SetaPDF_Extractor_Strategy_WordGroup Extraction strategy for word groups
File: /SetaPDF v2/Extractor/Strategy/WordGroup.php
The result of this strategy is sorted from top-left to bottom-right.
Each group is represented by an instance of SetaPDF_Extractor_Result_Words.
This class allows you to receive a groups boundary through the getBounds() method.
Class hierarchy
Summary
Methods
- __construct()
- _accept()
- _calculateFontSize()
- _cleanResult()
- _createWord()
- _dehyphen()
- _getParser()
- _getSubInstance()
- _insertIntoStorage()
- _onAfterShowText()
- _onBeforeShowText()
- _onBeginOrEndText()
- _onCurrentTransformationMatrix()
- _onFormXObject()
- _onGraphicStateChange()
- _onInlineImage()
- _onTextPosition()
- _onTextShow()
- _onTextState()
- _processLine()
- _resolveGroup()
- _saveLastMatrix()
- _showText()
- _showTextStrings()
- getAllowedFontSizeDifference()
- getBoundary()
- getCleanStreamCallback()
- getDehyphen()
- getDetailLevel()
- getFilter()
- getGraphicState()
- getKeepIntersecingSpaces()
- getRectScaleFactorX()
- getRectScaleFactorY()
- getResult()
- getSorter()
- process()
- setAllowedFontSizeDifference()
- setBoundary()
- setCleanStreamCallback()
- setDehyphen()
- setDetailLevel()
- setFilter()
- setGraphicState()
- setKeepIntersectingSpaces()
- setRectScaleFactorX()
- setRectScaleFactorY()
- setSorter()
Constants
DETAIL_LEVEL_DEFAULT
Detail level constant.
Default detail level resulting in instances of SetaPDF_Extractor_Result_Word.
DETAIL_LEVEL_GLYPHS
Detail level constant.
Extended detail level resulting in instances of SetaPDF_Extractor_Result_WordWithGlyphs.
Static Properties
$characters
Additional UTF-8 sequences that should be handled as word characters
In outdated PHP 5.2 version this property could be used to extend the character classes.

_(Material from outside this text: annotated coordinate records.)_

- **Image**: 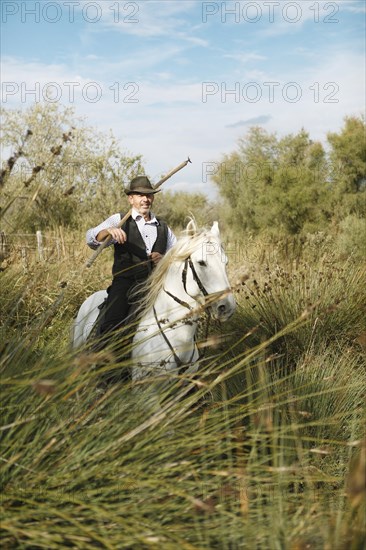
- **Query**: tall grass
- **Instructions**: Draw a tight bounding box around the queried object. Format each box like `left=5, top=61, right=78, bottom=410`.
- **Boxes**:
left=0, top=231, right=366, bottom=550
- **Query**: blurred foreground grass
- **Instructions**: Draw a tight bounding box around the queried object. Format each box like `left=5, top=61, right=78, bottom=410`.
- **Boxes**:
left=0, top=232, right=366, bottom=550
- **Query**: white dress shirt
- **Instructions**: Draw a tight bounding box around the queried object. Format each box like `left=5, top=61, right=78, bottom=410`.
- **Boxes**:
left=86, top=208, right=177, bottom=254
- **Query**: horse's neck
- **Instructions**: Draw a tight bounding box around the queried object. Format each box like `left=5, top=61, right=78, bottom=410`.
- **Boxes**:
left=155, top=264, right=197, bottom=322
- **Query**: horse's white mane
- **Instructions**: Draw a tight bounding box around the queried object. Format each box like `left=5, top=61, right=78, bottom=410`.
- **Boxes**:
left=132, top=219, right=218, bottom=318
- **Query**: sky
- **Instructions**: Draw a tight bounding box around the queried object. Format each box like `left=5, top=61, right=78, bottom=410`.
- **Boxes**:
left=1, top=0, right=366, bottom=198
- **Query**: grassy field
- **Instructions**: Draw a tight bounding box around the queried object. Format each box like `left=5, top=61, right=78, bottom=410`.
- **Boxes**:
left=0, top=231, right=366, bottom=550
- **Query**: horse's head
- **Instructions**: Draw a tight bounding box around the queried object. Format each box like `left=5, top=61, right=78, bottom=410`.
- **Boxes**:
left=183, top=221, right=236, bottom=321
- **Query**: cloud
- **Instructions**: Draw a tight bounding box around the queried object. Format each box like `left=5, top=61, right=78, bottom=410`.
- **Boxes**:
left=226, top=115, right=272, bottom=128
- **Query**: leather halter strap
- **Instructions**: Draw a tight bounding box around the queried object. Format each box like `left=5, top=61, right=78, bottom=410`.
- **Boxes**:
left=182, top=256, right=208, bottom=296
left=153, top=256, right=208, bottom=374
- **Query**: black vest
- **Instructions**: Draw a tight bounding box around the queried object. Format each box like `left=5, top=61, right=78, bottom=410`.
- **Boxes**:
left=112, top=213, right=168, bottom=279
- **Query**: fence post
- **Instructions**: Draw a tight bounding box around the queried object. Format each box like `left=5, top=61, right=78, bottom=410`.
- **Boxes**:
left=36, top=231, right=44, bottom=262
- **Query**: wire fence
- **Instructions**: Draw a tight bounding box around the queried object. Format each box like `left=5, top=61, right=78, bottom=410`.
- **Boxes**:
left=0, top=227, right=90, bottom=266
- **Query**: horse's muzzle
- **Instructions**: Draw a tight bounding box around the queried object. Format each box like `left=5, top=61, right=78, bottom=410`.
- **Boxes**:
left=210, top=293, right=236, bottom=323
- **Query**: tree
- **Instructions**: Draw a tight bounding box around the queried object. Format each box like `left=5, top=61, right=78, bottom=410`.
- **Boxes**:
left=213, top=127, right=326, bottom=234
left=327, top=117, right=366, bottom=220
left=0, top=103, right=144, bottom=231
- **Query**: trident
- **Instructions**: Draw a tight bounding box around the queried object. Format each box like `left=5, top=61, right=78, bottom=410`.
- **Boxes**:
left=85, top=157, right=192, bottom=267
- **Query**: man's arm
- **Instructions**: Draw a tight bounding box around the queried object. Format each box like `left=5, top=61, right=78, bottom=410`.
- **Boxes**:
left=86, top=214, right=127, bottom=250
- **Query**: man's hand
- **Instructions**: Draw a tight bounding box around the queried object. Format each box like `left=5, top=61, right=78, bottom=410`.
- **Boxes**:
left=149, top=252, right=163, bottom=265
left=97, top=227, right=127, bottom=244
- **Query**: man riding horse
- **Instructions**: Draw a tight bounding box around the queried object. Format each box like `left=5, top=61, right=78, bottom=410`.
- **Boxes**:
left=86, top=176, right=176, bottom=356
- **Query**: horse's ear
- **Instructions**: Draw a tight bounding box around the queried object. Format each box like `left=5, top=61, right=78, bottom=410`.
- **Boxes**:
left=186, top=219, right=197, bottom=237
left=211, top=222, right=220, bottom=239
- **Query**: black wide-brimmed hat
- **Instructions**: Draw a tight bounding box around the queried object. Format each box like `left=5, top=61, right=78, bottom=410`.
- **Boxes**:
left=125, top=176, right=160, bottom=195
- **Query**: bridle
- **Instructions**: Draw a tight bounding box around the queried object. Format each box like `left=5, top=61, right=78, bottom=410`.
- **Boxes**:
left=153, top=256, right=209, bottom=374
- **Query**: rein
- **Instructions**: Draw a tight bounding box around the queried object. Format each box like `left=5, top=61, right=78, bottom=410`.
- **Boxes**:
left=153, top=256, right=209, bottom=374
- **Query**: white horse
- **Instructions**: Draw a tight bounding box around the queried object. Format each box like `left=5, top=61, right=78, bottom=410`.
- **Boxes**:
left=74, top=221, right=235, bottom=380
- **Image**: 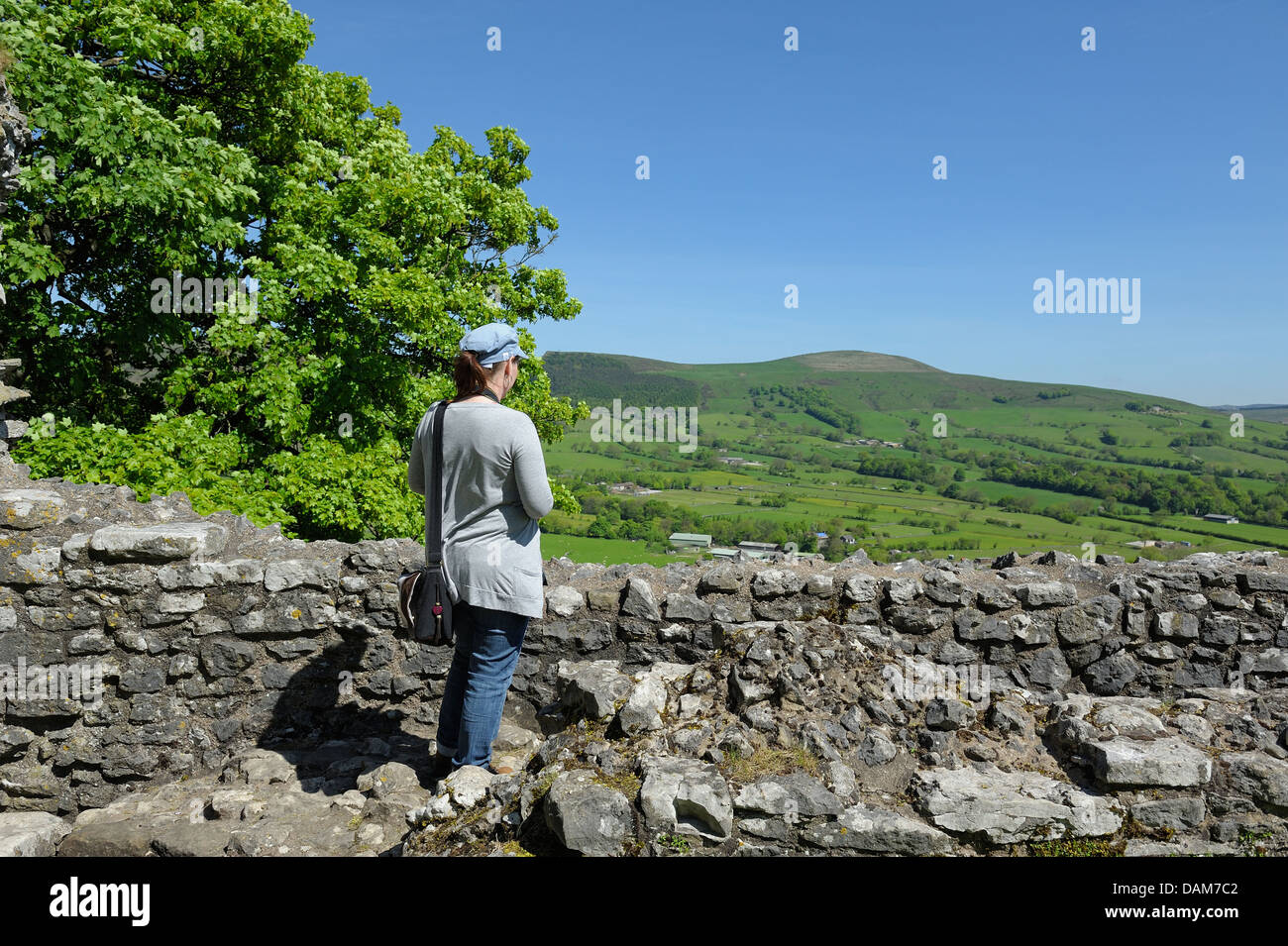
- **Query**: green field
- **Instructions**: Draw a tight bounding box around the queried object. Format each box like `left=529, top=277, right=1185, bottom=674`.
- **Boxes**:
left=542, top=352, right=1288, bottom=562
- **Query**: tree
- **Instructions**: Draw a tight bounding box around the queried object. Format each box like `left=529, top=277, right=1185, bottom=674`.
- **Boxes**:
left=0, top=0, right=589, bottom=538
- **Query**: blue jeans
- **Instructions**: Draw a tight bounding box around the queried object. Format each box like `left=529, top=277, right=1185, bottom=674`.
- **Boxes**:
left=438, top=599, right=531, bottom=766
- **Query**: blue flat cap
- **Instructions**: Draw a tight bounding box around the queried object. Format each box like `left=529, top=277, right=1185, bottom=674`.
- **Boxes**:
left=461, top=322, right=527, bottom=368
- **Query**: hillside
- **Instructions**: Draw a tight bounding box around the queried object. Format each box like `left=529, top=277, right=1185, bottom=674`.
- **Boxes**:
left=542, top=352, right=1288, bottom=559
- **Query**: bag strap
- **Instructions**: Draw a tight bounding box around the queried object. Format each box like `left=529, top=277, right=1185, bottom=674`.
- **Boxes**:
left=425, top=400, right=447, bottom=567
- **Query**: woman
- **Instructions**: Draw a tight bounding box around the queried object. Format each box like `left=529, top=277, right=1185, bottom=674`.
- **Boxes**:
left=407, top=322, right=554, bottom=778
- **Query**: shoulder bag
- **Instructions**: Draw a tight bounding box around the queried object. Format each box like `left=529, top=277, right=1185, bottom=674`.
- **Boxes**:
left=398, top=399, right=455, bottom=645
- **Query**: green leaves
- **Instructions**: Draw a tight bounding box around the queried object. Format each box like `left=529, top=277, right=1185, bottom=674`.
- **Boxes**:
left=0, top=0, right=589, bottom=538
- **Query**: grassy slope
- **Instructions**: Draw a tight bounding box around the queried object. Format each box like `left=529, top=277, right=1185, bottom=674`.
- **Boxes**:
left=545, top=352, right=1288, bottom=555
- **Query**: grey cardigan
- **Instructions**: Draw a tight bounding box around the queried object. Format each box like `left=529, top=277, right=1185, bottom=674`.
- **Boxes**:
left=407, top=401, right=555, bottom=618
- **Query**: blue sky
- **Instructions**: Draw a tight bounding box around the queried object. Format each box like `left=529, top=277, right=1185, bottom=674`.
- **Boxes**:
left=295, top=0, right=1288, bottom=404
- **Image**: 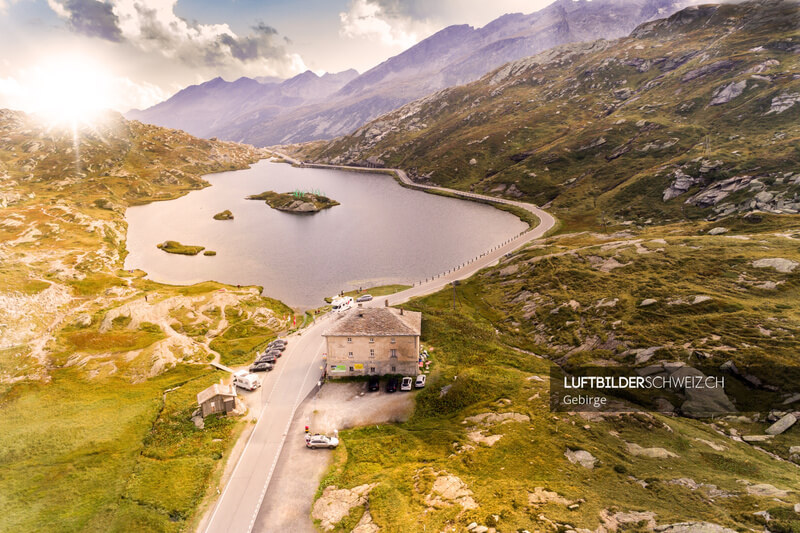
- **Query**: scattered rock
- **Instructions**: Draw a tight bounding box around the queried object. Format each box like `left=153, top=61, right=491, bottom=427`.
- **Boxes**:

"\x2D" 'HYPHEN-MINUS' (U+002D) "\xE2\x80\x90" 'HYPHEN' (U+2010) "\xE2\x88\x92" 'MINUS SIGN' (U+2212) "\xE2\x80\x94" 'EM DASH' (U+2014) "\xE2\x80\x91" 'NON-BREAKING HYPHEN' (U+2011) "\xC2\xB2" 'SUPERSCRIPT TWO' (U+00B2) "\xC2\xAD" 'SOFT HYPHEN' (U+00AD)
Properties
$_boundaryFilter
The boundary filter.
$_cleanStreamCallback
A callback that is called before processing a stream.
$_filter
A filter.
$_lastMatrix
Used matrixes.
$_storage
The storage.
$spaceWidthFactor
A factor to calculate whether a distance can be seen as a character separator.

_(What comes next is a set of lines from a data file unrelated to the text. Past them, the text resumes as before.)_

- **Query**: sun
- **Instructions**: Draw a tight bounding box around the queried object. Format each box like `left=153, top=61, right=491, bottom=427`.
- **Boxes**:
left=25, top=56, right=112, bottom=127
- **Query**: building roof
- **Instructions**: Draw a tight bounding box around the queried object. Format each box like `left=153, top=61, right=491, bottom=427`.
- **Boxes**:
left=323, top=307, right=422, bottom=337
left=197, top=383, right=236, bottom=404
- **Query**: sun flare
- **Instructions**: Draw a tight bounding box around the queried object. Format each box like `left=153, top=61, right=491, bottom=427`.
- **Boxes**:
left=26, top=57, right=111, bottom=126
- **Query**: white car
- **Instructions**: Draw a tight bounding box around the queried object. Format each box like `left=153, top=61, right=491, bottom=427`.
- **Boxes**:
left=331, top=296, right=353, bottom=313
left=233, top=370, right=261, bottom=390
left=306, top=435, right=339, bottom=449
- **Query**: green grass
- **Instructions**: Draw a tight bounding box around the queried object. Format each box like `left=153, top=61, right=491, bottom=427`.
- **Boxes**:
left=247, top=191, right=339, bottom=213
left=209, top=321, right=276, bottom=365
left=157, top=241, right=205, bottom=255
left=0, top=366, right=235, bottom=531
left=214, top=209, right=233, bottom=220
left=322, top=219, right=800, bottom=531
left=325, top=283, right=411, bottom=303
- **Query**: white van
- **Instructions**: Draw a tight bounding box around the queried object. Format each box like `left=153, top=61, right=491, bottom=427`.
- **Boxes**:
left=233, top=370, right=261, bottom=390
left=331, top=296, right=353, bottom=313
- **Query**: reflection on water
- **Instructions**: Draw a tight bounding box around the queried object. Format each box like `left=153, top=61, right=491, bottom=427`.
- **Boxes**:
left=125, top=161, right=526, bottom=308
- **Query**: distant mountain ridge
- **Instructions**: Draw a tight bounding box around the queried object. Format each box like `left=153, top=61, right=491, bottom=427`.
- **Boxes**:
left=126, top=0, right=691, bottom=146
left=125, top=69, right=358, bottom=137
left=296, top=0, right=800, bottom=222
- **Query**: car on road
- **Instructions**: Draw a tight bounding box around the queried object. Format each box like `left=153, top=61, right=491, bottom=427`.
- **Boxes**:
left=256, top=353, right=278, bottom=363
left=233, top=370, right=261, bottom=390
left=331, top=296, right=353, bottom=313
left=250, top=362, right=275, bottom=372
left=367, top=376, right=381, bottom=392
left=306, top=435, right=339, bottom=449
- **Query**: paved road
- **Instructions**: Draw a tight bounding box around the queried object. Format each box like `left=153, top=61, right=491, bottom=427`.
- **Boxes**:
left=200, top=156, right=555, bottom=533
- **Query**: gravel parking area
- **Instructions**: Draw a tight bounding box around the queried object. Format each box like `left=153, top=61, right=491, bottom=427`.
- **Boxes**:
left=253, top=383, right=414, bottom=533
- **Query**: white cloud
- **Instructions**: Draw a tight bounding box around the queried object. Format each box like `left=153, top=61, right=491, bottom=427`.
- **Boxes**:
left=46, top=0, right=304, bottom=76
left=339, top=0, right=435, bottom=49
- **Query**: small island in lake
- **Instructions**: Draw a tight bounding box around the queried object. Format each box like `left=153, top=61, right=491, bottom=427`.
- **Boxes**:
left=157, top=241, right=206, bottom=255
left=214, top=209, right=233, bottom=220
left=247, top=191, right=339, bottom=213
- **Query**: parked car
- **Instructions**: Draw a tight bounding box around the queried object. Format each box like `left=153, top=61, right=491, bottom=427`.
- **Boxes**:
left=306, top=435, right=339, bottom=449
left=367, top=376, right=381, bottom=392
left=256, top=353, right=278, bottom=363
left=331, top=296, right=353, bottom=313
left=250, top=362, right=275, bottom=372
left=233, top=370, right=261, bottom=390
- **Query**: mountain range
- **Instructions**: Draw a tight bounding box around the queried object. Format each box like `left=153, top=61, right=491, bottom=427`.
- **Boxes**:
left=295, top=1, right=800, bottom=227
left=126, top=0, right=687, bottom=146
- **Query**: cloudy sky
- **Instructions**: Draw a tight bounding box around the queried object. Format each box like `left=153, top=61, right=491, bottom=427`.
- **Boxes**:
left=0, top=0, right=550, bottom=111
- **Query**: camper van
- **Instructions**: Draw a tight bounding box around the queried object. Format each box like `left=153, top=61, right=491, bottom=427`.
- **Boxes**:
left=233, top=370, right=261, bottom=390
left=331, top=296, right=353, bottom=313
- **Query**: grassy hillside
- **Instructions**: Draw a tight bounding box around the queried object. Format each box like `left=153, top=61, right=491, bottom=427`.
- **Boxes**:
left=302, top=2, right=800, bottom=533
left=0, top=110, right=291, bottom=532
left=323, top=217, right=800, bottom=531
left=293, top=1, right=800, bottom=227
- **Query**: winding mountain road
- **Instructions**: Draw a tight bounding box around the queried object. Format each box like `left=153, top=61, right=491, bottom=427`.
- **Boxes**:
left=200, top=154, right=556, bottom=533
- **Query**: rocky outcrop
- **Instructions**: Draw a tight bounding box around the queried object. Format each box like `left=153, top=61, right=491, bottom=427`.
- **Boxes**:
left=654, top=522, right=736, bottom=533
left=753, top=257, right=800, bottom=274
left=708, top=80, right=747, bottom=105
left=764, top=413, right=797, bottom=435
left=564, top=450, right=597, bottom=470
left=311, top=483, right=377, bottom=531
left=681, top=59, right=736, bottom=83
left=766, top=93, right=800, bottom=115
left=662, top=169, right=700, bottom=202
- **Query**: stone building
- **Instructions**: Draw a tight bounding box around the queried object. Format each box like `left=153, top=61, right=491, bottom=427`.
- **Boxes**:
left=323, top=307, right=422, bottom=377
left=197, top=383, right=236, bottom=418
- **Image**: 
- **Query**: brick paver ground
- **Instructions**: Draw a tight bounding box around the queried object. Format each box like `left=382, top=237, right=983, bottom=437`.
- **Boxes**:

The fonts space character width is devided by this factor to define the minimum space for a character separator.
Static Methods
getWords()
Helper method to split a string into words.
This helper allows you to split a string into words with the same logic that is used to resolve words by text items resolved from a PDF document.
Parameters
- $text
- $encoding
Methods
__construct()
The constructor.
Parameters
- $storage : SetaPDF_Extractor_Storage_StorageInterface|null
_accept()
Proxy method that forwards the call to a filter instance if available.
Parameters
- $textItem : SetaPDF_Extractor_TextItem
Exceptions
Throws SetaPDF_Extractor_Exception
See
_calculateFontSize()
Calculates the font size of a text item in user space.
Parameters
- $textItem : SetaPDF_Extractor_TextItem
_getSubInstance()
Get an instance of the same strategy for processing an other stream (e.g. a Form XObject stream).
Parameters
_insertIntoStorage()
Prepares and fills the storage for resolving word groups.
Parameters
- $stream
- $resources : SetaPDF_Core_Type_Dictionary
_onAfterShowText()
Callback that is called after a show text operation was invoked.
Parameters
- $rawString
Exceptions
Throws SetaPDF_Extractor_Exception
_onCurrentTransformationMatrix()
Callback for ctm changes (cm).
Parameters
- $arguments
- $operator
_onFormXObject()
Callback for painting a specified XObject.
Parameters
- $arguments
- $operator
Exceptions
_onGraphicStateChange()
Callback for graphic state changes operators (q/Q).
Parameters
- $arguments
- $operator
_onInlineImage()
Callback for inline image operator
Parameters
- $arguments
- $operator
Exceptions
Throws SetaPDF_Core_Exception
_onTextState()
Callback for text state operators.
All states has to be passed to the current graphic state as defined in PDF 32000-1:2008, Table 52 on page 121.
Parameters
- $arguments
- $operator
Exceptions
Throws SetaPDF_Extractor_Exception
_resolveGroup()
Resolves all intersecting entries of the storage, starting by a single entry.
Parameters
- $storageEntry : SetaPDF_Extractor_Storage_StorageEntry
getResult()
Get all resolved words groups.
Parameters
- $stream
- $resources : SetaPDF_Core_Type_Dictionary
Exceptions
Throws SetaPDF_Core_Exception
getSorter()
Get the sorter instance.
If none was set a base line sorter is created automatically.
process()
Processes a stream through the plain text strategy.
Parameters
- $stream
- $resources : SetaPDF_Core_Type_Dictionary
setBoundary()
Sets the boundary for the current strategy.
Parameters
- $boundary : SetaPDF_Core_Geometry_Rectangle|null
setCleanStreamCallback()
Set a callback that is called before processing a stream.
Parameters
- $callback : callable|null
setDehyphen()
Sets whether the dehyphen logic should be executed or not.
Parameters
- $dehyphen
- $hyphens
setFilter()
Set a filter.
Parameters
- $filter : SetaPDF_Extractor_Filter_FilterInterface|null
setGraphicState()
Set the graphic state.
Parameters
- $graphicState : SetaPDF_Core_Canvas_GraphicState
setKeepIntersectingSpaces()
Set a flag which defines whether intersacting spaces are ignored or not.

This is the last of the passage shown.